How Different Training Methods Affect Companion Dogs’ Welfare
Even though we’ve been living with dogs for thousands of years, dogs often still need to be trained to understand human households rules and fulfil their role of companion animals. The study of training methods is important, because dog behavioural problems are said to be one of the main reasons for rehoming or returning of dogs to shelters, and even for euthanasia. This study evaluated the effects of different training methods on the welfare of companion dogs within and outside the training context, with the understanding that different training methods may influence how dogs react and feel.

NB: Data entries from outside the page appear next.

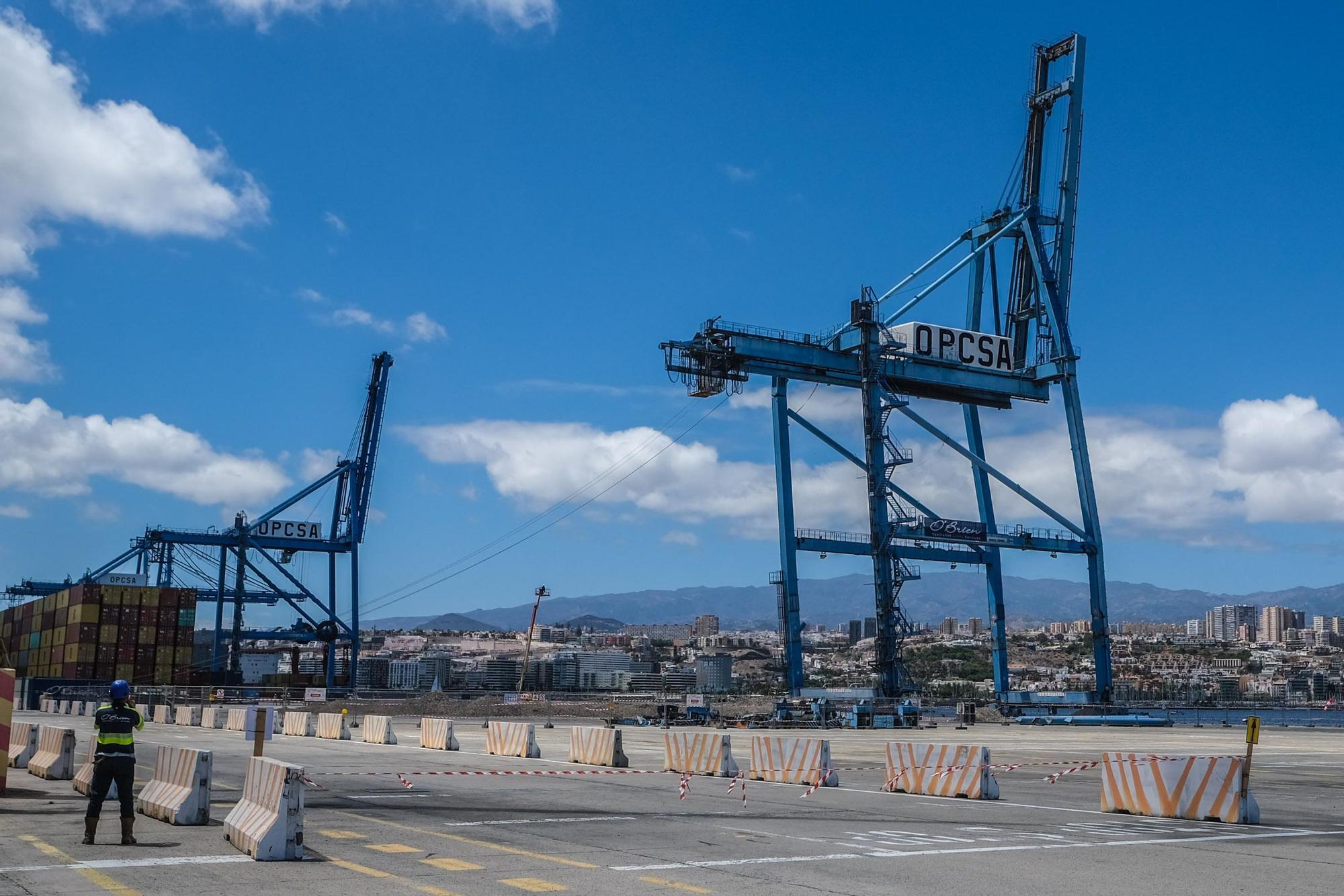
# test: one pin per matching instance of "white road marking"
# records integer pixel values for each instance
(894, 854)
(134, 863)
(533, 821)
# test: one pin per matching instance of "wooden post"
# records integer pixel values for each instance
(260, 734)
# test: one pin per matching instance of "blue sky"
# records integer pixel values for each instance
(521, 199)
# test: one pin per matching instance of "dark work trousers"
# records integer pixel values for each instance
(114, 769)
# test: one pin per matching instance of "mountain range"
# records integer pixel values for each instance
(850, 597)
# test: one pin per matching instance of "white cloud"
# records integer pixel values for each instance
(110, 163)
(317, 463)
(21, 358)
(737, 174)
(1267, 461)
(45, 452)
(423, 328)
(95, 15)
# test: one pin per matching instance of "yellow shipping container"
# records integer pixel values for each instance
(85, 613)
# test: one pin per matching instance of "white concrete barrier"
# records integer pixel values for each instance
(334, 726)
(597, 748)
(179, 791)
(299, 725)
(378, 730)
(56, 757)
(700, 753)
(437, 734)
(268, 823)
(24, 744)
(1194, 788)
(84, 777)
(513, 740)
(940, 770)
(792, 761)
(187, 717)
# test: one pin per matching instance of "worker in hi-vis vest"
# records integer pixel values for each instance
(115, 761)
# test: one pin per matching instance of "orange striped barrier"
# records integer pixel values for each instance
(1194, 788)
(268, 823)
(940, 770)
(187, 717)
(698, 753)
(597, 748)
(378, 730)
(84, 778)
(179, 791)
(299, 725)
(56, 757)
(437, 734)
(333, 726)
(9, 749)
(792, 761)
(24, 744)
(513, 740)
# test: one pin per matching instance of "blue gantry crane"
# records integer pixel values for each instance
(1021, 259)
(256, 554)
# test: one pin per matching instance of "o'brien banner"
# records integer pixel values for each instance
(963, 530)
(964, 347)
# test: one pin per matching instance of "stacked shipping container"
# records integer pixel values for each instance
(104, 632)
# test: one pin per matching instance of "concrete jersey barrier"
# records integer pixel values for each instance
(378, 730)
(700, 753)
(187, 717)
(513, 740)
(179, 791)
(940, 770)
(56, 757)
(437, 734)
(299, 725)
(333, 726)
(597, 748)
(1194, 788)
(268, 823)
(792, 761)
(24, 744)
(84, 778)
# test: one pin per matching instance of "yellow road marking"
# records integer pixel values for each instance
(533, 885)
(451, 864)
(92, 875)
(662, 882)
(374, 872)
(459, 839)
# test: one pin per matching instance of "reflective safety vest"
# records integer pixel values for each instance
(116, 729)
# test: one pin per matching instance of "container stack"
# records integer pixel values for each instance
(104, 632)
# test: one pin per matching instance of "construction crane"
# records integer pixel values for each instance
(256, 554)
(1015, 351)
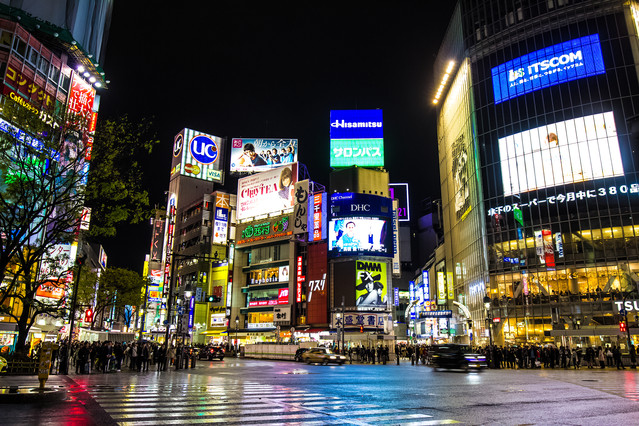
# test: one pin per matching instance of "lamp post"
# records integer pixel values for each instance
(79, 261)
(237, 323)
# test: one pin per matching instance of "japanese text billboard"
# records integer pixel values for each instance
(198, 155)
(556, 64)
(357, 138)
(577, 150)
(370, 284)
(256, 155)
(266, 192)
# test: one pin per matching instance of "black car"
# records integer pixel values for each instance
(455, 356)
(299, 352)
(211, 352)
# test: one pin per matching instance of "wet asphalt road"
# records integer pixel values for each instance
(243, 391)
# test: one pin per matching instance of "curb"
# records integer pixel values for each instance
(30, 395)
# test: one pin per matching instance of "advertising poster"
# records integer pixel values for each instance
(198, 155)
(157, 240)
(257, 155)
(399, 192)
(370, 284)
(220, 225)
(300, 212)
(549, 252)
(366, 235)
(577, 150)
(317, 296)
(396, 259)
(266, 192)
(317, 221)
(357, 138)
(441, 287)
(460, 176)
(567, 61)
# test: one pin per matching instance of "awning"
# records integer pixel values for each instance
(312, 330)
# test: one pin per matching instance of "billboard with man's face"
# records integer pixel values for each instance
(370, 284)
(256, 155)
(267, 192)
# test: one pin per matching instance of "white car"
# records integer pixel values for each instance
(322, 356)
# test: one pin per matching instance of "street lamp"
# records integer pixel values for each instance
(237, 323)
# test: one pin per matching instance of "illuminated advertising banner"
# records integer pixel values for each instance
(370, 284)
(441, 287)
(81, 97)
(357, 138)
(549, 252)
(449, 285)
(198, 155)
(360, 236)
(396, 259)
(556, 64)
(317, 297)
(317, 212)
(257, 231)
(266, 192)
(257, 155)
(577, 150)
(347, 204)
(220, 225)
(426, 281)
(399, 192)
(157, 240)
(300, 212)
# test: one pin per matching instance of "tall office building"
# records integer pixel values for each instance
(537, 104)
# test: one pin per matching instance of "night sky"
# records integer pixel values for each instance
(238, 69)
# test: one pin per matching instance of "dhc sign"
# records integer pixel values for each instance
(556, 64)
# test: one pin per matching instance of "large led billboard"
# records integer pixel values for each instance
(255, 155)
(567, 61)
(360, 236)
(266, 192)
(198, 155)
(370, 284)
(576, 150)
(357, 138)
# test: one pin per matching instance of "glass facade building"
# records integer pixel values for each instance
(552, 112)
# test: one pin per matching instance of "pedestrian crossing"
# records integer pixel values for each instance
(244, 404)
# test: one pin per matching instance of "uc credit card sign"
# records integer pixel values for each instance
(357, 138)
(567, 61)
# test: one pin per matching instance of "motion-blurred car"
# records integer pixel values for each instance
(455, 356)
(322, 356)
(299, 352)
(211, 352)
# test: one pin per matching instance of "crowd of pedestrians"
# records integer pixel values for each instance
(531, 356)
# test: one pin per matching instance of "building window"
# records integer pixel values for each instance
(20, 46)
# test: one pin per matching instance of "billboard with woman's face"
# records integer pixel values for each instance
(267, 192)
(577, 150)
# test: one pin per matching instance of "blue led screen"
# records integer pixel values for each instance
(556, 64)
(357, 124)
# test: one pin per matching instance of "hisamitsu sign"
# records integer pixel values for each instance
(437, 314)
(552, 65)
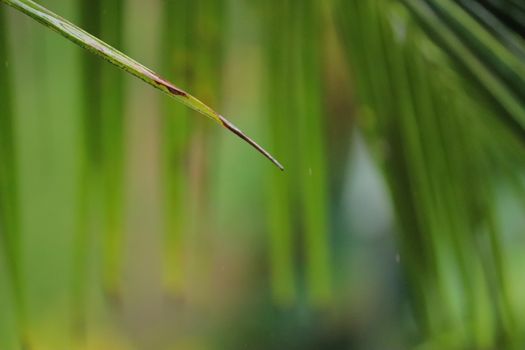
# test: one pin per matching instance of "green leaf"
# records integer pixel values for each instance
(117, 58)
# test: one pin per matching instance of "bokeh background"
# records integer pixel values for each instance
(128, 221)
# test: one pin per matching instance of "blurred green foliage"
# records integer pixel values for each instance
(128, 223)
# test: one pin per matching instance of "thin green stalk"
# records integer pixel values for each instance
(98, 47)
(307, 27)
(9, 214)
(178, 18)
(112, 128)
(278, 89)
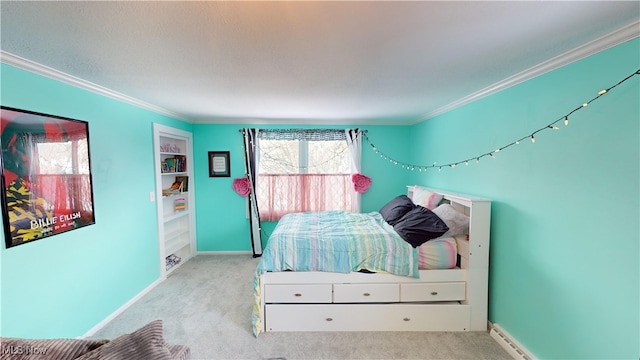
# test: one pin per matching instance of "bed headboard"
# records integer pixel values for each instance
(474, 250)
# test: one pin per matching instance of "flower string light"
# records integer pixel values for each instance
(492, 154)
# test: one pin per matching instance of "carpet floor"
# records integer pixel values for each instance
(206, 304)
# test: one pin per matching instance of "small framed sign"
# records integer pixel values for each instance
(219, 164)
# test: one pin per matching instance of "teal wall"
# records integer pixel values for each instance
(64, 285)
(564, 276)
(565, 231)
(220, 212)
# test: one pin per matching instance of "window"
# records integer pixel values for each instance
(303, 170)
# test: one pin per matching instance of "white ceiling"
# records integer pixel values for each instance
(326, 62)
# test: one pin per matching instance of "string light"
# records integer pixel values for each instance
(551, 126)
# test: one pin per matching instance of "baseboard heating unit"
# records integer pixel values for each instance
(514, 348)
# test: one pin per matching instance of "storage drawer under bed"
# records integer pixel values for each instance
(417, 292)
(298, 293)
(366, 293)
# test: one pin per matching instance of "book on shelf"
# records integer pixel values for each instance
(181, 163)
(170, 164)
(184, 181)
(179, 204)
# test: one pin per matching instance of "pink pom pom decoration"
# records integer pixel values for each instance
(361, 183)
(242, 186)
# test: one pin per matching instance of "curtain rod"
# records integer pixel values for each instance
(363, 130)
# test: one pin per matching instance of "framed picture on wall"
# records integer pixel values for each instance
(46, 175)
(219, 165)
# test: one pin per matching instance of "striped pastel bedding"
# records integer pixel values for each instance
(337, 241)
(334, 241)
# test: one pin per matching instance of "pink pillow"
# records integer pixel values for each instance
(242, 186)
(361, 183)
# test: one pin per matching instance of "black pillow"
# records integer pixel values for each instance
(395, 209)
(420, 225)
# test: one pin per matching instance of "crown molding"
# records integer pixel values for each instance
(617, 37)
(39, 69)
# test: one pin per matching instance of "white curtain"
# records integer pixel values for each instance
(251, 162)
(354, 142)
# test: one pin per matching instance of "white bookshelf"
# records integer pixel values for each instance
(176, 226)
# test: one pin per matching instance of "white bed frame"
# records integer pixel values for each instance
(440, 300)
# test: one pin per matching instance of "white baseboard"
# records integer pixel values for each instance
(512, 346)
(120, 310)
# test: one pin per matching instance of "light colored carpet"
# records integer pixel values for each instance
(206, 304)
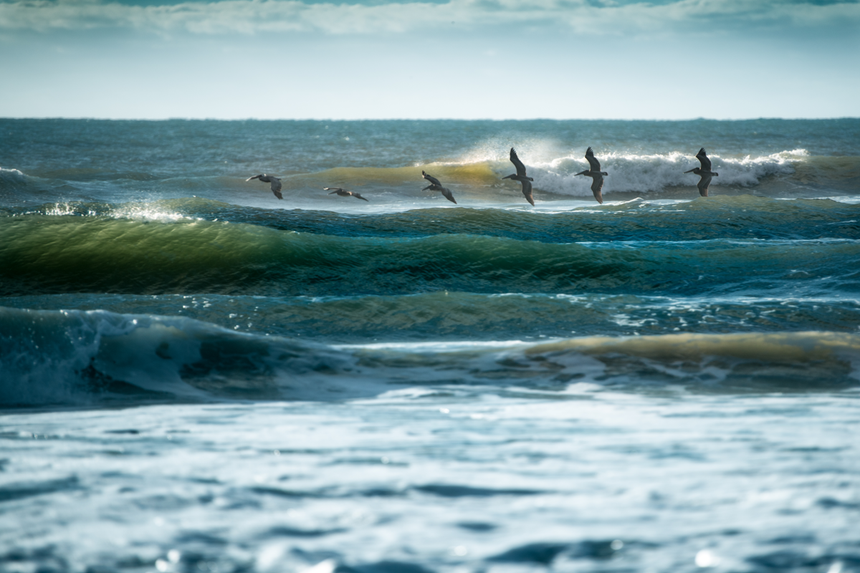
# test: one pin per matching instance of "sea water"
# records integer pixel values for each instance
(196, 376)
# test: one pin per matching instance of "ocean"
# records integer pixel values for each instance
(196, 376)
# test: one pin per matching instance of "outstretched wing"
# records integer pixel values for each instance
(703, 159)
(593, 163)
(527, 191)
(431, 179)
(276, 187)
(597, 188)
(521, 169)
(703, 184)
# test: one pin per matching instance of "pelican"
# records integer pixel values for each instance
(704, 173)
(596, 175)
(344, 193)
(436, 186)
(520, 176)
(276, 183)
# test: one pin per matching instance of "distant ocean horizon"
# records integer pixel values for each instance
(198, 376)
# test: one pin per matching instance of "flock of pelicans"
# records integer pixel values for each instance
(704, 172)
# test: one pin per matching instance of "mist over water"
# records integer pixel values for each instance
(195, 375)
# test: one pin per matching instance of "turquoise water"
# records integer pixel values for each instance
(196, 375)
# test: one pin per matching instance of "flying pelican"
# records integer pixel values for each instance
(596, 175)
(704, 173)
(276, 183)
(436, 186)
(520, 176)
(344, 193)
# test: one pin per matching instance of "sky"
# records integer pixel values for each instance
(455, 59)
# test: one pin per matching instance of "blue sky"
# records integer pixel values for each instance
(469, 59)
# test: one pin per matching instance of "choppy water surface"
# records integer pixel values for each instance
(196, 376)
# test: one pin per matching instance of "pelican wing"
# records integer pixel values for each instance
(521, 169)
(703, 159)
(593, 163)
(431, 179)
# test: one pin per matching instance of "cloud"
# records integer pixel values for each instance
(291, 16)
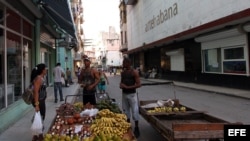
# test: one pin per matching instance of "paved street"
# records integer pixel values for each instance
(229, 108)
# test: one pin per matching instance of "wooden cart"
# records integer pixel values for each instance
(189, 125)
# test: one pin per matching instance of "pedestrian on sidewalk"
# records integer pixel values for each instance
(88, 80)
(103, 83)
(58, 74)
(130, 81)
(37, 79)
(68, 76)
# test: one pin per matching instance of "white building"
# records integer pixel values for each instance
(194, 41)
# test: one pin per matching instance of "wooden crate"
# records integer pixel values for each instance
(191, 124)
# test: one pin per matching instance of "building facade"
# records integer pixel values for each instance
(204, 42)
(31, 32)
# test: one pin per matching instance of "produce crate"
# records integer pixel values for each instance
(191, 124)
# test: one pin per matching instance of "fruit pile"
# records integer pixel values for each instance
(109, 125)
(167, 109)
(108, 104)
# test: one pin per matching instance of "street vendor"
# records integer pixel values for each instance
(88, 80)
(130, 81)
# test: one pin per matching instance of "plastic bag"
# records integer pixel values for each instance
(89, 112)
(63, 80)
(37, 125)
(28, 95)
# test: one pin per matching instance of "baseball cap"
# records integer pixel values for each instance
(86, 58)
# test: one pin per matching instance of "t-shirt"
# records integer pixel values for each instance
(58, 74)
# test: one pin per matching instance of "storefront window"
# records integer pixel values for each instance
(14, 66)
(234, 61)
(13, 21)
(27, 44)
(2, 97)
(2, 15)
(212, 60)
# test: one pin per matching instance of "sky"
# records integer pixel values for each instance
(98, 15)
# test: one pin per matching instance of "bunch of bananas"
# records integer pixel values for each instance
(109, 123)
(78, 106)
(167, 109)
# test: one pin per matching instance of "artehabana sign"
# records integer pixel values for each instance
(162, 17)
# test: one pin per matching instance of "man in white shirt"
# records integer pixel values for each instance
(58, 74)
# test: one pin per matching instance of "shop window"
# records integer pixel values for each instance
(234, 61)
(2, 15)
(13, 21)
(2, 95)
(27, 29)
(212, 60)
(14, 65)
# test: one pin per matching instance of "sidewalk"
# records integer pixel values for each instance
(21, 130)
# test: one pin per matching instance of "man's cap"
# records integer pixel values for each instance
(85, 57)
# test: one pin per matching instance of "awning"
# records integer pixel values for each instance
(31, 6)
(60, 11)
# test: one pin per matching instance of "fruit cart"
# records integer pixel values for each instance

Companion dog’s training methods can be roughly classified into aversive-based methods or reward-based methods. Aversive-based methods use negative reinforcement (any unpleasant stimulus applied to the dog that is stopped when the dog exhibits the desired behavior, e.g. holding a dog tight by the collar until they calm down) and positive punishment (any unpleasant stimulus applied to the dog after they exhibit an undesired behavior, e.g. yelling at the dog or using shock collars). Reward-based methods rely on negative punishment (any pleasant stimulus removed after the dog exhibits an undesirable behaviour, e.g. stopping a walk if the dog pulls on the leash) and positive reinforcement (any pleasant stimulus applied to the dog after they exhibit a desired behavior, e.g. food treats or verbal praise).
The authors hypothesized that dogs trained using aversive-based would display higher levels of stress during training sessions, and more pessimistic judgments during a cognitive bias task performed outside the training context, compared to dogs trained with reward-based methods. Dog-guardian dyads were recruited to participate through the training school (7 training schools participated) where they were enrolled. The behaviours trained were standard, such as teaching the dog to sit, stay, and not jump on people. The sample comprised 92 dog subjects: 28 classified in the aversive school group, 22 in the mixed school group (which used a relatively lower proportion of aversive-based techniques) and 42 in the reward school group.
The study was done in two phases: phase 1 tested the welfare of dogs within the training context and phase 2 assessed the welfare of the same dogs outside the training context by evaluating the dogs in a spatial cognitive bias task. In phase 1, to evaluate behavioral indicators of welfare during training, the dogs were videotaped in their training sessions and, to obtain physiological data on stress, saliva samples were collected to measure salivary cortisol.
The study found that the aversive training group aversive and the mixed group had poorer welfare (higher cortisol concentration, higher frequency of stress-related behaviors, and overall tense and low behavioural states) during training than the reward training group. During the cognitive bias task, dogs from the aversive training group and mixed group were in a less positive affective state (higher latencies to the test stimuli) than dogs from the reward group, which manifested in the tendency for dogs in the reward group to learn the cognitive bias task faster.
Overall, the study shows a clear relation between use of aversive-based training methods and an increased frequency of stress behaviors during dog training. Outside the training context, the aversive training group also displayed poorer welfare than the reward group. And while the aversive training group had poorer welfare than the mixed group during training, there were no differences in their performance in the cognitive bias task outside the training context.
For animal advocates, this study helps to confirm that training with aversive-based methods puts companion dogs’ welfare at risk compared to reward-based training methods. Advocates can use this study to spread awareness about how training methods impact companion animal welfare, so that people that have companion animals are informed and choose methods that benefit their loved ones, rather than hurt them.